Never be afraid or embarrassed to ask for help
Practical steps to help you stay in control:
- Ask someone you trust to handle your money for an agreed amount of time (for example, three months) or otherwise seek their assistance in setting a budget plan.
- Limit the level of your deposits or expenditure or the time you spend online. Our recommended gaming web sites provide tools to allow you to impose your own limits on expenditure.
- Reward yourself for “gambling free” periods by spending the money you saved on something for yourself or your family.
- If all else fails – stop gambling. Self-exclude yourself from all the websites on which you normally bet or play. If you believe exclusion is the best option for you, it is advisable to take an appropriate break from ALL forms of gambling.
- If you want to prevent access to other gaming, wagering or gambling facilities on the internet, visit gamblock.com, which will help you do so.
- Use a calendar to mark each day that you don’t gamble, so that you can see the progress you are making.
Independent help services
If you need further detailed advice, or more specific help and counselling, please contact one of the following independent help services.
GamCare is the leading provider of free information, advice and support for anyone affected by problem gambling in the UK. Their services are confidential and non-judgemental.
You can call them free on 0808-8020 133 every day from 8 am to midnight. They offer live chat where you can chat with an adviser for confidential advice, information and emotional support. There is also a group chat where you can speak to other people in a similar situation and talk about your experiences and find support.
The GamCare Forum is an online message board and it’s available 24/7. It provides everyone with a safe and secure place to explore their situation.

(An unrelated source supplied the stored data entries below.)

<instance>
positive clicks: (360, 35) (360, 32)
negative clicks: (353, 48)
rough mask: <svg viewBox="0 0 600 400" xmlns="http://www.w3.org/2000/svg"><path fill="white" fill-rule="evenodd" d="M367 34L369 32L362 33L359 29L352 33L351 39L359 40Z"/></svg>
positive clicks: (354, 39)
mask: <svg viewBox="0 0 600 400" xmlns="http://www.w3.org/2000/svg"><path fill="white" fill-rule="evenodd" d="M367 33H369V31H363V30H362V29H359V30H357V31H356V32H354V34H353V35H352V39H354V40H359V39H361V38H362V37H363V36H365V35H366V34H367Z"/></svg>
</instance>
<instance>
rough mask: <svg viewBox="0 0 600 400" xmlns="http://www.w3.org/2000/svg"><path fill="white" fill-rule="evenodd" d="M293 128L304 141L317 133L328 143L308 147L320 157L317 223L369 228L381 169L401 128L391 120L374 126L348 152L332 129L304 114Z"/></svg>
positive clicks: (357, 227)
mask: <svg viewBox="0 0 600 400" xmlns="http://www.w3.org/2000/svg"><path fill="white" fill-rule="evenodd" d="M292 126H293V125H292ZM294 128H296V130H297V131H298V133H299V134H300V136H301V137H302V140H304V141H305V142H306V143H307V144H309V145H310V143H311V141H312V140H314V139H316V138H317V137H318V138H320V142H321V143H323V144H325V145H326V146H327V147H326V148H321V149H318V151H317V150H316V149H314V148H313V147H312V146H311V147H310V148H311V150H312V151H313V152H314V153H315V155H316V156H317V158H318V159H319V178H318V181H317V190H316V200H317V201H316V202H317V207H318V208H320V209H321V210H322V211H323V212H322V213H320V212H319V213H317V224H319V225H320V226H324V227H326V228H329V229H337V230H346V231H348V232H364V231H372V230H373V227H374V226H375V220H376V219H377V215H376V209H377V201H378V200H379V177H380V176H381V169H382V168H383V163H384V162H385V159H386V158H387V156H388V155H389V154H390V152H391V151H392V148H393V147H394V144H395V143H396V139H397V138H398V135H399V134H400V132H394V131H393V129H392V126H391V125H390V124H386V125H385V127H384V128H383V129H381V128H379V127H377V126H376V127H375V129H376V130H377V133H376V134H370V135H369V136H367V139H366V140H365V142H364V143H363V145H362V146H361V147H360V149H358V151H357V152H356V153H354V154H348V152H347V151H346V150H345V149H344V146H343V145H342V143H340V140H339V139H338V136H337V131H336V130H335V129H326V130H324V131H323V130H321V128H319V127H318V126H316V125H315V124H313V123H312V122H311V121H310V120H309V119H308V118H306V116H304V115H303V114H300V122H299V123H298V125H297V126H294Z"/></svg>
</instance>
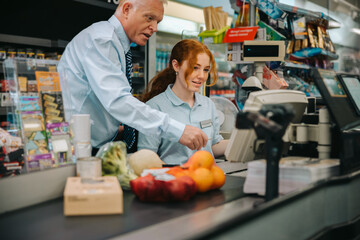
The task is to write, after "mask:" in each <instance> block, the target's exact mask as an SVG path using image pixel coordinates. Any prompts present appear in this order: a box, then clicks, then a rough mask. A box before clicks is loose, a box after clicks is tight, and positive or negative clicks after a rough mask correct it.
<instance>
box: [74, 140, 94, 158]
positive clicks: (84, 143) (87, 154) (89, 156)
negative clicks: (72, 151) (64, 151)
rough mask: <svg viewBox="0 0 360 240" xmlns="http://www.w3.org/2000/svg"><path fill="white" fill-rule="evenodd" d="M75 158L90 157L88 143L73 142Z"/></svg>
mask: <svg viewBox="0 0 360 240" xmlns="http://www.w3.org/2000/svg"><path fill="white" fill-rule="evenodd" d="M74 148H75V156H76V159H79V158H85V157H91V150H92V147H91V144H90V143H76V142H75V144H74Z"/></svg>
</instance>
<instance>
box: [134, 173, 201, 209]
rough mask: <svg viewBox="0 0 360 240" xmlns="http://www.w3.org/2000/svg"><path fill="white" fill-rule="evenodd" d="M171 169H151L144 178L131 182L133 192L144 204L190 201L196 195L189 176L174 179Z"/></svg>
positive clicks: (194, 182)
mask: <svg viewBox="0 0 360 240" xmlns="http://www.w3.org/2000/svg"><path fill="white" fill-rule="evenodd" d="M168 170H169V168H161V169H151V170H148V173H145V174H146V175H144V176H143V177H139V178H137V179H135V180H132V181H130V186H131V190H132V191H133V193H134V194H135V195H136V196H137V197H138V198H139V199H140V201H143V202H171V201H188V200H189V199H190V198H191V197H192V196H194V195H195V193H196V184H195V182H194V180H193V179H192V178H191V177H189V176H180V177H174V176H172V175H170V174H167V173H166V171H168Z"/></svg>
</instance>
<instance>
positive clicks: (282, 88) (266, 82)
mask: <svg viewBox="0 0 360 240" xmlns="http://www.w3.org/2000/svg"><path fill="white" fill-rule="evenodd" d="M263 84H264V86H265V87H266V88H267V89H286V88H287V87H288V86H289V85H288V83H287V82H286V81H285V80H284V78H280V77H279V76H278V75H276V74H275V73H274V72H273V71H272V70H270V69H269V68H268V67H267V66H264V68H263Z"/></svg>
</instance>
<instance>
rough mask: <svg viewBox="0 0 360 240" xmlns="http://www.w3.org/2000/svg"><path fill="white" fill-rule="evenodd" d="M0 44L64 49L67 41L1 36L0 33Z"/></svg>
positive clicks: (50, 39) (3, 35) (31, 37)
mask: <svg viewBox="0 0 360 240" xmlns="http://www.w3.org/2000/svg"><path fill="white" fill-rule="evenodd" d="M0 42H4V43H13V44H21V45H30V46H39V47H48V48H65V47H66V45H67V44H68V41H64V40H59V39H58V40H51V39H45V38H34V37H25V36H18V35H11V34H3V33H0Z"/></svg>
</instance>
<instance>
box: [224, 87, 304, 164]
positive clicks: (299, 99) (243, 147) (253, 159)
mask: <svg viewBox="0 0 360 240" xmlns="http://www.w3.org/2000/svg"><path fill="white" fill-rule="evenodd" d="M284 103H288V104H291V105H292V106H293V108H294V111H295V116H294V118H293V119H292V121H291V122H292V123H300V121H301V118H302V116H303V114H304V112H305V109H306V107H307V104H308V100H307V98H306V95H305V93H304V92H300V91H294V90H286V89H284V90H264V91H257V92H251V93H250V95H249V98H248V99H247V100H246V102H245V105H244V108H243V111H249V112H257V111H259V110H260V109H261V107H262V106H263V105H264V104H284ZM256 139H257V136H256V133H255V131H254V129H234V130H233V131H232V133H231V136H230V140H229V143H228V145H227V148H226V150H225V158H226V159H227V160H229V161H233V162H236V161H240V162H248V161H251V160H254V159H255V151H257V149H258V147H259V146H260V144H261V142H260V141H255V140H256Z"/></svg>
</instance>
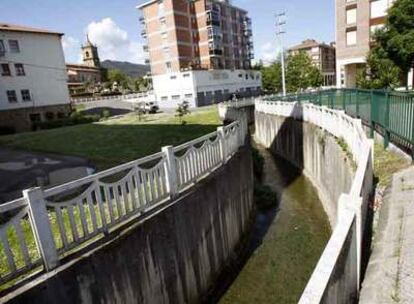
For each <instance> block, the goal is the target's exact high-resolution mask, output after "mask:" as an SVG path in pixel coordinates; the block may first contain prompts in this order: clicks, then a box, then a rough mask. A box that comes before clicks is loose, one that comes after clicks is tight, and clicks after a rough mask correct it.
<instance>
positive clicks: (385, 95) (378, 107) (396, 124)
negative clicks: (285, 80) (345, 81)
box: [266, 89, 414, 156]
mask: <svg viewBox="0 0 414 304" xmlns="http://www.w3.org/2000/svg"><path fill="white" fill-rule="evenodd" d="M266 100H269V101H289V102H294V101H298V102H310V103H312V104H316V105H320V106H327V107H329V108H331V109H337V110H343V111H345V112H346V113H347V114H348V115H350V116H352V117H355V118H360V119H361V120H362V122H363V123H364V124H365V125H366V126H369V127H370V128H371V135H373V132H374V130H376V131H377V132H379V133H380V134H382V135H383V136H384V145H385V147H387V146H388V144H389V142H390V141H392V142H393V143H395V144H397V145H398V146H400V147H401V148H404V149H406V150H407V151H411V153H412V155H413V156H414V94H413V93H408V92H394V91H379V90H360V89H331V90H324V91H317V92H312V93H302V94H290V95H287V96H284V97H283V96H268V97H266Z"/></svg>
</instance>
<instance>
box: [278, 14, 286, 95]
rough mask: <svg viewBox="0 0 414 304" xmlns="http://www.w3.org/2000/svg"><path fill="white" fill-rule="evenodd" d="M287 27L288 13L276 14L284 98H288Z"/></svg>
mask: <svg viewBox="0 0 414 304" xmlns="http://www.w3.org/2000/svg"><path fill="white" fill-rule="evenodd" d="M285 25H286V13H285V12H282V13H280V14H276V36H277V37H279V42H280V48H281V52H280V53H281V57H282V58H281V64H282V85H283V96H286V78H285V50H284V48H283V40H282V35H283V34H286V31H285V30H284V26H285Z"/></svg>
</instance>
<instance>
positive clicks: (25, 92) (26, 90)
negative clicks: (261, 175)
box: [21, 90, 32, 101]
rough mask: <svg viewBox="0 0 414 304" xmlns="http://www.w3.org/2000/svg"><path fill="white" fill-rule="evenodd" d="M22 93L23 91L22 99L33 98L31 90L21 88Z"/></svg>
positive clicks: (30, 100) (31, 98)
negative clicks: (30, 92) (30, 93)
mask: <svg viewBox="0 0 414 304" xmlns="http://www.w3.org/2000/svg"><path fill="white" fill-rule="evenodd" d="M21 93H22V100H23V101H31V100H32V98H31V96H30V91H29V90H21Z"/></svg>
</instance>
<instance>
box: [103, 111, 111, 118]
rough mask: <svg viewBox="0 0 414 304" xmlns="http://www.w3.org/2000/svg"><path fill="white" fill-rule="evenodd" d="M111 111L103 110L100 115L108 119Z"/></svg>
mask: <svg viewBox="0 0 414 304" xmlns="http://www.w3.org/2000/svg"><path fill="white" fill-rule="evenodd" d="M111 115H112V113H111V111H110V110H103V111H102V113H101V117H102V118H104V119H108V118H109V117H111Z"/></svg>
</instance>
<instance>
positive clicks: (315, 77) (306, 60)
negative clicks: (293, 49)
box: [286, 52, 323, 92]
mask: <svg viewBox="0 0 414 304" xmlns="http://www.w3.org/2000/svg"><path fill="white" fill-rule="evenodd" d="M322 84H323V77H322V74H321V72H320V71H319V69H318V68H317V67H316V66H314V65H313V63H312V59H311V58H310V57H309V55H308V54H306V53H305V52H299V53H298V54H295V55H289V57H288V59H287V70H286V85H287V91H289V92H297V91H299V90H305V89H307V88H310V87H319V86H321V85H322Z"/></svg>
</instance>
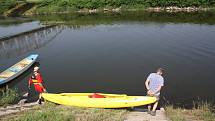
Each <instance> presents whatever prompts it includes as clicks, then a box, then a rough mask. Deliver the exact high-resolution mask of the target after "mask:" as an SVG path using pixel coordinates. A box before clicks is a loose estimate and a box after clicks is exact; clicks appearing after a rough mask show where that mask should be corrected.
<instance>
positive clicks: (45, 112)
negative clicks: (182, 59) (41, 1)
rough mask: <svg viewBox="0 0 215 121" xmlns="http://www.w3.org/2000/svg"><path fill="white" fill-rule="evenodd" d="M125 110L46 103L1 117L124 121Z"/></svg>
mask: <svg viewBox="0 0 215 121" xmlns="http://www.w3.org/2000/svg"><path fill="white" fill-rule="evenodd" d="M126 114H127V111H126V110H125V109H95V108H79V107H69V106H62V105H56V104H53V103H45V104H43V105H37V106H34V107H33V108H32V109H31V110H25V111H23V112H19V113H15V114H13V115H7V116H4V117H1V120H3V121H30V120H40V121H103V120H105V121H123V120H124V119H125V118H126Z"/></svg>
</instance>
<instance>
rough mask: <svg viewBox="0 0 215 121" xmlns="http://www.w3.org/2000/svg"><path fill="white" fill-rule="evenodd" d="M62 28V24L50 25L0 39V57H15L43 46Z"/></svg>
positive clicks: (51, 38)
mask: <svg viewBox="0 0 215 121" xmlns="http://www.w3.org/2000/svg"><path fill="white" fill-rule="evenodd" d="M63 29H64V27H63V26H52V27H48V28H44V29H39V30H37V31H33V32H28V33H25V34H21V35H18V36H16V37H12V38H9V39H8V40H4V41H0V59H5V58H11V57H16V56H18V55H21V54H24V53H27V52H29V51H32V50H35V49H38V48H40V47H42V46H45V45H46V44H47V43H49V42H50V41H52V40H53V39H54V38H55V37H56V36H57V35H58V34H59V33H60V32H61V31H62V30H63Z"/></svg>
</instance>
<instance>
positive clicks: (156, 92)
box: [154, 85, 162, 94]
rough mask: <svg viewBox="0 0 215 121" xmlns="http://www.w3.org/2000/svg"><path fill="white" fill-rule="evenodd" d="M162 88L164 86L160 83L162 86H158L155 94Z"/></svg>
mask: <svg viewBox="0 0 215 121" xmlns="http://www.w3.org/2000/svg"><path fill="white" fill-rule="evenodd" d="M161 88H162V86H161V85H160V86H158V88H157V90H156V91H155V92H154V94H156V93H158V92H160V90H161Z"/></svg>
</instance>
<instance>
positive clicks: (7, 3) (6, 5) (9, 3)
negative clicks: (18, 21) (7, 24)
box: [0, 0, 17, 14]
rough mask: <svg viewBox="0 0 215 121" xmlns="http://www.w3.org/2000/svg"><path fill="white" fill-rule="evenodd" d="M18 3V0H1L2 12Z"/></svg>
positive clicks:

You can take a quick and easy self-assessment test to find out, how safe your gambling is. You can find local treatment and learn about self-exclusion and the ways to manage your money.
Gamblers Anonymous is a fellowship of men and women who share their experience, strength and hope with each other that they may solve their common problem & help others to do the same.
Their site offers various help including a Forum, Chat Room, Literature and a meeting finder.
Meetings are the core of Gamblers Anonymous and there are meetings every day throughout the UK.
On BeGambleAware you’ll find advice and get access to free and confidential help both online and by phoning the National Gambling Helpline on 0808 8020 133.
They offer tips on how to stay in control and you can learn about how gambling works and check if you or someone close to you may have a gambling problem.
You can get help with budgeting and spending control through a money-management app, Squirrel, learn about self-exclusion and about the different apps that can help you with the self-exclusion. BeGambleAware also provides you with information about gambling blocking software, such as Gamban.
National Problem Gambling Clinic
Central and North West London NHS Foundation Trust is a large and diverse organisation, providing health care services for people with a wide range of physical and mental health needs. They are a leading provider of addiction treatment and recovery services based in London
You can find help for gambling addiction in their National Problem Gambling Clinic. The clinic provides treatment for problem gamblers living in England and Wales aged 16 and over. The clinic assesses and treats the needs of problem gamblers as well as their family members or carers.
Their service is led by a consultant psychiatrist and staffed by psychologists, family therapists and debt advisors. Most people who complete treatment overcome or significantly reduce their gambling problem.